Fix: Your environment variable isn't being read. Run export ANTHROPIC_API_KEY="sk-ant-..." in your terminal before running the script, or add a python-dotenv loader at the top of your file. Double-check there are no extra spaces or quotes inside the key string itself.

Error 2: KeyError on tool_input fields

KeyError: 'budget_score'
      

Fix: Claude occasionally omits an optional field if it can't determine a value. Switch from tool_input["budget_score"] to tool_input.get("budget_score", 0) everywhere in your tool executor functions. The get() pattern with a default value is safer for all tool input handling.
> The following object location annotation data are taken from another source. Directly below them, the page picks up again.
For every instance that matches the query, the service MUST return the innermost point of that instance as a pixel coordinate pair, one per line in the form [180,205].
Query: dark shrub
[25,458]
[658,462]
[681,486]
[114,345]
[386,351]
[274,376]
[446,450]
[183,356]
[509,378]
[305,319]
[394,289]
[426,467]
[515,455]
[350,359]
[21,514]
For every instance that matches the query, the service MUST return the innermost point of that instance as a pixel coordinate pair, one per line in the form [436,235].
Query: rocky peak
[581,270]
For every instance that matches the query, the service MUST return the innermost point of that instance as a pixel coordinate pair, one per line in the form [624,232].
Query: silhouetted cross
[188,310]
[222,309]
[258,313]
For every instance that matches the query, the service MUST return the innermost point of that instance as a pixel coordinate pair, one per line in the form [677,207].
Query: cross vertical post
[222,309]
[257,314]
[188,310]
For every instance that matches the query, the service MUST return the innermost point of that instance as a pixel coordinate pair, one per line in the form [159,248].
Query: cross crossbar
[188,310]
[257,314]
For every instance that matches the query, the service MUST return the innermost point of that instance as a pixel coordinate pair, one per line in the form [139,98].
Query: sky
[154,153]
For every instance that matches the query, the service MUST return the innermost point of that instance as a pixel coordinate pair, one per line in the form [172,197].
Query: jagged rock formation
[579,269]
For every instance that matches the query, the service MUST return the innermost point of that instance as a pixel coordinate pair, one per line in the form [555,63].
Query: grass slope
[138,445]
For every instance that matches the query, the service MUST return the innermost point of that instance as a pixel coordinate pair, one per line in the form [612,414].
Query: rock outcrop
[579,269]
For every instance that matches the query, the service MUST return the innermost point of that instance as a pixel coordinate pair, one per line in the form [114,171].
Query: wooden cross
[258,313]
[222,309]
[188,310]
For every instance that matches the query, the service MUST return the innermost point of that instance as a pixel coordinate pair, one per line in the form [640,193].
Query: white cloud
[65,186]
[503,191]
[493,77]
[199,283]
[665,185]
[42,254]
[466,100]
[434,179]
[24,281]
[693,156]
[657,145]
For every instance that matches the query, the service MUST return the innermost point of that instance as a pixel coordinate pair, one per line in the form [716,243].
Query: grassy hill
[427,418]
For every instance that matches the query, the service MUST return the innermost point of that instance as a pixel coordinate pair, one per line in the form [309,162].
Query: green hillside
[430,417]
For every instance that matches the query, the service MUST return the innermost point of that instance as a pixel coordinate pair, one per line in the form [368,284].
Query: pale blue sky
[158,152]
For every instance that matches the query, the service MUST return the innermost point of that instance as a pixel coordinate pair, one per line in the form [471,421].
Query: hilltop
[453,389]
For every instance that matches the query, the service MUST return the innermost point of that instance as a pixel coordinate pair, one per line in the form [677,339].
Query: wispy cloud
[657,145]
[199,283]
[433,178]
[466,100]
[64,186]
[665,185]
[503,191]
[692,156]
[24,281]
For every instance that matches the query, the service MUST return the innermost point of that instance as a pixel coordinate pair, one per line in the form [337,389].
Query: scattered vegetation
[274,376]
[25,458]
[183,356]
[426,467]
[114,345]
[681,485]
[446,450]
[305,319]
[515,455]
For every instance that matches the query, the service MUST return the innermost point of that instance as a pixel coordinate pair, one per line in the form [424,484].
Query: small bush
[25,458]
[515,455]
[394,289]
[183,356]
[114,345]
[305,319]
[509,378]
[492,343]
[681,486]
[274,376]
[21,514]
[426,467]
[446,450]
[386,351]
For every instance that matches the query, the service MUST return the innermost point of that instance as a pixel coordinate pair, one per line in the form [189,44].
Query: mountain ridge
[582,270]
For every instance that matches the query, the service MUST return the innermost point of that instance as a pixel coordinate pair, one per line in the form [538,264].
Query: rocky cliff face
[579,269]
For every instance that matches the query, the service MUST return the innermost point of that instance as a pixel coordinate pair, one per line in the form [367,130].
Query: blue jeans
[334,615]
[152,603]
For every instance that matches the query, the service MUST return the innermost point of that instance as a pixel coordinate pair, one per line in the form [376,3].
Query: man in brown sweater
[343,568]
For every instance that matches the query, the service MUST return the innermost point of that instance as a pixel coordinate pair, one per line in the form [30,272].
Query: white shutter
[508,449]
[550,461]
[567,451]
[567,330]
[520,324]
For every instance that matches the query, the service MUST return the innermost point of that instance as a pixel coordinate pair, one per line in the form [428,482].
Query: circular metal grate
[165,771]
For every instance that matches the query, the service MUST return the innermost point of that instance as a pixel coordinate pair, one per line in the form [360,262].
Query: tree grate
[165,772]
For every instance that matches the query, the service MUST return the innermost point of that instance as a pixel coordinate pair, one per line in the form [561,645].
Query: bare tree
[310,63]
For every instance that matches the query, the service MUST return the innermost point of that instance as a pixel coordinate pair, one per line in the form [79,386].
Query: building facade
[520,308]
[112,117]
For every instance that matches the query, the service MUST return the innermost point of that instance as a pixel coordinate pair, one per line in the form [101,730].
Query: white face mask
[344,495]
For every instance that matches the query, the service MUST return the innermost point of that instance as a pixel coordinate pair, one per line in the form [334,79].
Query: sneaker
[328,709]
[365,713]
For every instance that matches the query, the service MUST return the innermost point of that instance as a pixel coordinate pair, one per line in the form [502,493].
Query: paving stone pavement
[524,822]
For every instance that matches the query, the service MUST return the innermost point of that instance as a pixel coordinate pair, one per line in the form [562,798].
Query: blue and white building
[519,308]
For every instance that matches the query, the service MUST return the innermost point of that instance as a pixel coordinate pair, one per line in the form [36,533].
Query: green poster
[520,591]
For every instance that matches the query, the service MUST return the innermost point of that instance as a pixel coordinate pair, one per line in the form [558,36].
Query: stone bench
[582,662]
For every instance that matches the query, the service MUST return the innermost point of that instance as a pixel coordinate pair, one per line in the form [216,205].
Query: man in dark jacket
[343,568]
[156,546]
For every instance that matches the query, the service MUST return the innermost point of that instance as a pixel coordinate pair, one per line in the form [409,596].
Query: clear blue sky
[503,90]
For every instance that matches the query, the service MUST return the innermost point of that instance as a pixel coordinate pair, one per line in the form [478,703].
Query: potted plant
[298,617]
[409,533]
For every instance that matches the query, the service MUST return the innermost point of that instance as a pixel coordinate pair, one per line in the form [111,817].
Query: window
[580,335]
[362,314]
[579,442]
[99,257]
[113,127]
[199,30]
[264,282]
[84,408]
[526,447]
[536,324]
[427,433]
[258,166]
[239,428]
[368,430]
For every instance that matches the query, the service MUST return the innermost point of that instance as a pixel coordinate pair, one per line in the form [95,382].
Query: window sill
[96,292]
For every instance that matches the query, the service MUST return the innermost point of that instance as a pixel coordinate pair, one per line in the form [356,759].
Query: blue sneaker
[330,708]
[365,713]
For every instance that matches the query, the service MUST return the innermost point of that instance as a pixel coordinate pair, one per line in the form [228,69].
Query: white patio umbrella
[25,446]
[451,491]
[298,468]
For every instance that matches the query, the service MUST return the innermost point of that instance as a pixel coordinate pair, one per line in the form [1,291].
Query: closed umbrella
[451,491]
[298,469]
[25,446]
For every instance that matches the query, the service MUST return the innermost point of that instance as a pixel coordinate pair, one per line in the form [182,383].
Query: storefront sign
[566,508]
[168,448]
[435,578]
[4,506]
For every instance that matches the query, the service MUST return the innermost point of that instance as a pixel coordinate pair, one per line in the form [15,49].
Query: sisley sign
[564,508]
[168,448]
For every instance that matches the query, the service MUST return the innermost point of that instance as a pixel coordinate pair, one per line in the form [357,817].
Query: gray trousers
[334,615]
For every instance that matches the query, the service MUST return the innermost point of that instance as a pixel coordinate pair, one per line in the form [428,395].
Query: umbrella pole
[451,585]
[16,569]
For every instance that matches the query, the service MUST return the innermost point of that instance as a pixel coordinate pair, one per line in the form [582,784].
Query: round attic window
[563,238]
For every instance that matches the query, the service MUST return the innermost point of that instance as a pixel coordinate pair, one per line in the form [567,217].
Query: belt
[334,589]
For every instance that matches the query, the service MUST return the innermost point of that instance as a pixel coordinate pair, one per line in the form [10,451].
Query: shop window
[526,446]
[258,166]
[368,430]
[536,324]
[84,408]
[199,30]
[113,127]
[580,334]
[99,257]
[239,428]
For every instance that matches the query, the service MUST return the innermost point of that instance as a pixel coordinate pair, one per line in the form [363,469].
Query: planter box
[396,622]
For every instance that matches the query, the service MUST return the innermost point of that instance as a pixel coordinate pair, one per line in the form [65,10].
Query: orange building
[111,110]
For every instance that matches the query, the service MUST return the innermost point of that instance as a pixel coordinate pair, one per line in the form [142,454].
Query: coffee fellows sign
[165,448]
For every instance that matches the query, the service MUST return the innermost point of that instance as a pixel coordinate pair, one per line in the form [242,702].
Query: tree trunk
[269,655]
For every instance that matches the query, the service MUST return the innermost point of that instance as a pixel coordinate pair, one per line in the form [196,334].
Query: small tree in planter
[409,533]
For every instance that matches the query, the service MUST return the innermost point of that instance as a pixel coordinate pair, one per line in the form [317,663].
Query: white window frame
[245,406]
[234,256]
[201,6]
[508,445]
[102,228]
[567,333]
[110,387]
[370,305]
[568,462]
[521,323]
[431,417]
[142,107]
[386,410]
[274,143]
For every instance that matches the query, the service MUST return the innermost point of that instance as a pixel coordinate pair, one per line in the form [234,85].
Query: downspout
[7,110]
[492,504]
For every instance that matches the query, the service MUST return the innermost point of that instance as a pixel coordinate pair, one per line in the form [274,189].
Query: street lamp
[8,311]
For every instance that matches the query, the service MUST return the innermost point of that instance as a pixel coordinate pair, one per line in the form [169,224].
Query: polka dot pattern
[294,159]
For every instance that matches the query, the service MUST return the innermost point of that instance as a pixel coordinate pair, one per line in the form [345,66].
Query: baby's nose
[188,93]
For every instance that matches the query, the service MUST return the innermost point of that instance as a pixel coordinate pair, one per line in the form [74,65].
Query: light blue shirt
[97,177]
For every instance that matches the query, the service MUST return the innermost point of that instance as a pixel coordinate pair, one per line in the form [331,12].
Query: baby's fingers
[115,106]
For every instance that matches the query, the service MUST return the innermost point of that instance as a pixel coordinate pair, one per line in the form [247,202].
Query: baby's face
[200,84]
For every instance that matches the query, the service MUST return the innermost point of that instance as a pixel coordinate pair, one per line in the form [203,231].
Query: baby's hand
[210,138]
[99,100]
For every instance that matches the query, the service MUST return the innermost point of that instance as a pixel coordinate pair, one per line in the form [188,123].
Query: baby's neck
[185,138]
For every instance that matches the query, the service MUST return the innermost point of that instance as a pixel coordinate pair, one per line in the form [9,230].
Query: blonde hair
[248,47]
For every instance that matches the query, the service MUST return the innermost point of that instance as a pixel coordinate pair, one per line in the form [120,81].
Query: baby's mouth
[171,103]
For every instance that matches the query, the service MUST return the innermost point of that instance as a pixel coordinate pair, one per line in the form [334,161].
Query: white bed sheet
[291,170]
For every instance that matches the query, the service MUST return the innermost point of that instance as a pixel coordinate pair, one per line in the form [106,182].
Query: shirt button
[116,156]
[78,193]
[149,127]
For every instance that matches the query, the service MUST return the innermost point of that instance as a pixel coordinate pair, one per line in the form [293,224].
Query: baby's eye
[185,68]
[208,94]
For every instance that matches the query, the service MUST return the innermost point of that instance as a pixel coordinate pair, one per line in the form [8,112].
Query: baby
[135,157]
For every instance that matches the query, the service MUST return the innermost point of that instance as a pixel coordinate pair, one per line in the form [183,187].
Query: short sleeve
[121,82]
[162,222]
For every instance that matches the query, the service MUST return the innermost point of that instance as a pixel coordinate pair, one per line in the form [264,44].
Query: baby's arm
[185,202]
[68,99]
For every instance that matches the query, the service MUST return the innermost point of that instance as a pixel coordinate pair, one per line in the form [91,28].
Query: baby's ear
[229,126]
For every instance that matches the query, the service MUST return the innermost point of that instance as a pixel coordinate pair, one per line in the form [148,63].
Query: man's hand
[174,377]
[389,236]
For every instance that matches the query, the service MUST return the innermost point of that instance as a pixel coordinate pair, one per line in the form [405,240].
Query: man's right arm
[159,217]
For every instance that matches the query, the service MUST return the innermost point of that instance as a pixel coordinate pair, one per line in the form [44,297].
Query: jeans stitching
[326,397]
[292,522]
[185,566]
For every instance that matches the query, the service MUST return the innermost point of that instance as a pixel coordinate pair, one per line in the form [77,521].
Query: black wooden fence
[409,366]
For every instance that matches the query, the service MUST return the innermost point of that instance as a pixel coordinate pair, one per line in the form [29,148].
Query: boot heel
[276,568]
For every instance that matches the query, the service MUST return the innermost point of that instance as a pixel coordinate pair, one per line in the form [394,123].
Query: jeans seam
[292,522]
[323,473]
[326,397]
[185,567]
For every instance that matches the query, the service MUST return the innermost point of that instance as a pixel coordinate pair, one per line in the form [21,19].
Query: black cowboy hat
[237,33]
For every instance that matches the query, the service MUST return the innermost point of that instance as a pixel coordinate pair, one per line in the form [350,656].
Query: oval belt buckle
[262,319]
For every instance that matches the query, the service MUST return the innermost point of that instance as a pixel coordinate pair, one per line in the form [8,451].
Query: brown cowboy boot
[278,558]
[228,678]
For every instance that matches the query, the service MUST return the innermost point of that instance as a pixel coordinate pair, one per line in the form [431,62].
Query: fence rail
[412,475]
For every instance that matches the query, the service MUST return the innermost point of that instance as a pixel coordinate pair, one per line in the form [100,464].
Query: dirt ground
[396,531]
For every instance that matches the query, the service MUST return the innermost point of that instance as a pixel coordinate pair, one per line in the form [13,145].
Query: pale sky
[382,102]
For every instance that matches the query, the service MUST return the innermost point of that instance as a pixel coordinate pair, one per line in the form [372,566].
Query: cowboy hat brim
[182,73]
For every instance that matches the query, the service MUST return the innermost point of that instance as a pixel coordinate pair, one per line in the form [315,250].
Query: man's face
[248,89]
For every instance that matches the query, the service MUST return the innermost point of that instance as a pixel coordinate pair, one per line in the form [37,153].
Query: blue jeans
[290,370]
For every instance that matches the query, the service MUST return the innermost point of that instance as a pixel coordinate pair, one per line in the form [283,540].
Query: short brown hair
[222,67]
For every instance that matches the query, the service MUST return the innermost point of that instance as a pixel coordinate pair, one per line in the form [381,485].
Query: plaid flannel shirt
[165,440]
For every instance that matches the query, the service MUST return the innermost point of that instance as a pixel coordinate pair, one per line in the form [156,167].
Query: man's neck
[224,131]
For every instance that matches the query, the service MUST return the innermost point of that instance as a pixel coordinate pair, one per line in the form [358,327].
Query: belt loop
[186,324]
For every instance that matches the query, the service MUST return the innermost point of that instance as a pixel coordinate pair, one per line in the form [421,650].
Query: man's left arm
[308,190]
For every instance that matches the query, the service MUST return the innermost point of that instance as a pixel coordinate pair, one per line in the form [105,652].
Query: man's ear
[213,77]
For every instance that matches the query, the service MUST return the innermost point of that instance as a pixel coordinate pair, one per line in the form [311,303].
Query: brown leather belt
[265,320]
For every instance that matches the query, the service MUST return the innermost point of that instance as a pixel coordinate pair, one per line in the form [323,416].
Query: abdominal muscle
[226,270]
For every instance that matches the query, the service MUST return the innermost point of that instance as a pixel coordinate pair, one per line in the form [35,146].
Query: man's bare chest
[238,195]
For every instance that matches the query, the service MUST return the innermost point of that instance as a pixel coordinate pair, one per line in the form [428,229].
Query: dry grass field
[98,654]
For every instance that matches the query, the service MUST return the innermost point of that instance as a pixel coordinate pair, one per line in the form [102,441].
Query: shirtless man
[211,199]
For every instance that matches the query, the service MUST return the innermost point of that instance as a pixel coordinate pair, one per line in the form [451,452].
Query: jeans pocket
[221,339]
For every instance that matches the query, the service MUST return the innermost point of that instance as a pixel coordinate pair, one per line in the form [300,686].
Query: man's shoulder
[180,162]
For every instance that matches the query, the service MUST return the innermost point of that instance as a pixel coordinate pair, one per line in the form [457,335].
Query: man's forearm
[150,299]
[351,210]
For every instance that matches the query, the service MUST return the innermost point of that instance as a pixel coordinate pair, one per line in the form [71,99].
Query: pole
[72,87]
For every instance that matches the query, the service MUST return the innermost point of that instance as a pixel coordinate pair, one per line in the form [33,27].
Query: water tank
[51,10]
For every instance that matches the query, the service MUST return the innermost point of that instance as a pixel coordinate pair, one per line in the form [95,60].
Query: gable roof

Error 3: Infinite loop — agent never stops

# Script keeps running, no output, API credits draining fast
      

Fix: This happens when your tool result format is wrong and Claude keeps re-requesting the tool. Make sure your tool results are wrapped exactly like this: {"type": "tool_result", "tool_use_id": block.id, "content": json.dumps(result)}. The content field must be a string, not a dict. Also add a loop counter as a safety net: if iteration > 10: break.

Next Steps

Now that you have a working agent, here are four ways to take it further:

  • Connect a real CRM: Replace SAMPLE_LEADS with a HubSpot or Salesforce API call. Pull new leads every hour and push scored results back automatically.
  • Add a multi-agent layer: Build a second "routing agent" that reads the scored leads and drafts personalized follow-up emails for each tier using a separate Claude call.
  • Expand scoring criteria: Add tools for checking property history via MLS API, verifying phone numbers, or pulling social signals — each as its own tool Claude can choose to call.
  • Build a Slack or SMS alert: Pipe HOT leads to a Twilio SMS or Slack webhook so your sales team gets notified the moment a high-priority lead comes in.